Esto no ha parado, apenas va comenzando y las jóvenes del colegio Bethlemitas, alumnas y exalumnas, ponen el dedo en una llaga infectada que duele y sigue abierta. Faltan muchas denuncias, muchas voces, muchas historias y la denuncia no puede parar, no debe parar porque se trata de proteger a las niñas, a las jóvenes, a las mujeres todas de esos abusos constantes y permanentes. Se trata también de sanar, de reparar y de que haya castigo para los agresores. Los colegios deben ser entornos seguros para niñas y adolescentes. La prioridad de las directivas debe ser esa y no evitar el escándalo o perseguir a quienes se atreven a denunciar.
En las cifras de la ONU sobre violencia contra las mujeres se estima que una de cada tres en el mundo ha sido víctima de algún tipo de violencia física o sexual, pero si se incluye el acoso sexual eso puede subir al 70 %. Durante décadas las sociedades miraron para otro lado y aceptaron que eso pasaba. Ya no aceptamos más y por eso, cuando las mujeres encuentran la voz para hablar, nos debemos parar como una sola para responder, para hacer eco de su denuncia.

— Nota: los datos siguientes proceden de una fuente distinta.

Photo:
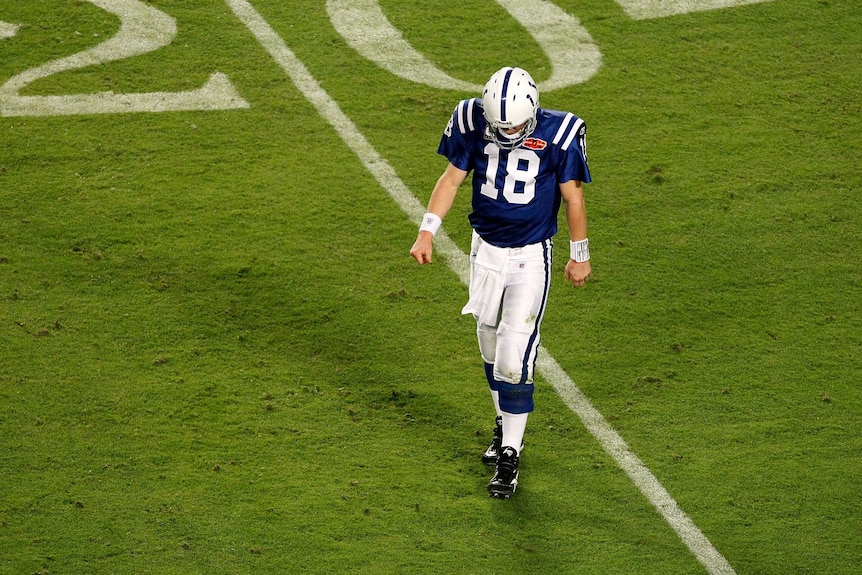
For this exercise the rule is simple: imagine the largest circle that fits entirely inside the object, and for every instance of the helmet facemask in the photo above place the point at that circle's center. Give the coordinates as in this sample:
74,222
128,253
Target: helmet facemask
510,99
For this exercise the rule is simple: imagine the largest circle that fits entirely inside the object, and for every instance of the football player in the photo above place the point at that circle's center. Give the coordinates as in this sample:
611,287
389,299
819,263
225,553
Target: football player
526,162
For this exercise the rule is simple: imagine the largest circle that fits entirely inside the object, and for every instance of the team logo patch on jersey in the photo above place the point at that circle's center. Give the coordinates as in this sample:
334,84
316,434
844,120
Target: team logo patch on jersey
535,144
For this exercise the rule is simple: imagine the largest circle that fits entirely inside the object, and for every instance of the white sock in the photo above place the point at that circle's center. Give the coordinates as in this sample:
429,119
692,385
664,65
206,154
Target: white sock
495,395
514,426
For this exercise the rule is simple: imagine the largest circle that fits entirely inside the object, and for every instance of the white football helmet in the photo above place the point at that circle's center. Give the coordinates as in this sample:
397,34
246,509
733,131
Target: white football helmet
510,99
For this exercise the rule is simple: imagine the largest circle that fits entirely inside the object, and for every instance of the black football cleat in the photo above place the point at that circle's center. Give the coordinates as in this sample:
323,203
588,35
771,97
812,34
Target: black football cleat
505,479
493,452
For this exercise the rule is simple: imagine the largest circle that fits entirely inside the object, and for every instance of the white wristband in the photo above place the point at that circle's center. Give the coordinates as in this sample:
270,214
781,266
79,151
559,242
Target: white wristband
580,250
430,223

También hay quienes desconocen la realidad de una víctima de abuso o acoso y reclaman porque algunas callaron por años. Eran niñas, eran vulnerables, estaban asustadas, presionadas, manipuladas psicológicamente. Cada mujer que ha sido víctima de abuso o acoso tiene su proceso y solamente ella sabe cuándo puede denunciar, cuándo siente la necesidad de hacerlo, cuándo está segura para hacerlo. Muchas víctimas han tardado décadas o una vida entera antes de denunciar. Lo que se debe hacer, en los colegios y en todos los entornos en los que hay abuso y acoso, es generar el ambiente propicio para que se pueda hablar sin revictimizar. Algunas se tomarán mucho tiempo, algunas seguirán protegidas guardando sus historias, pero hay algo muy claro y lo recordaron esas alumnas que se plantaron frente a su colegio en una de sus pancartas: “Nunca más tendrán nuestro silencio”.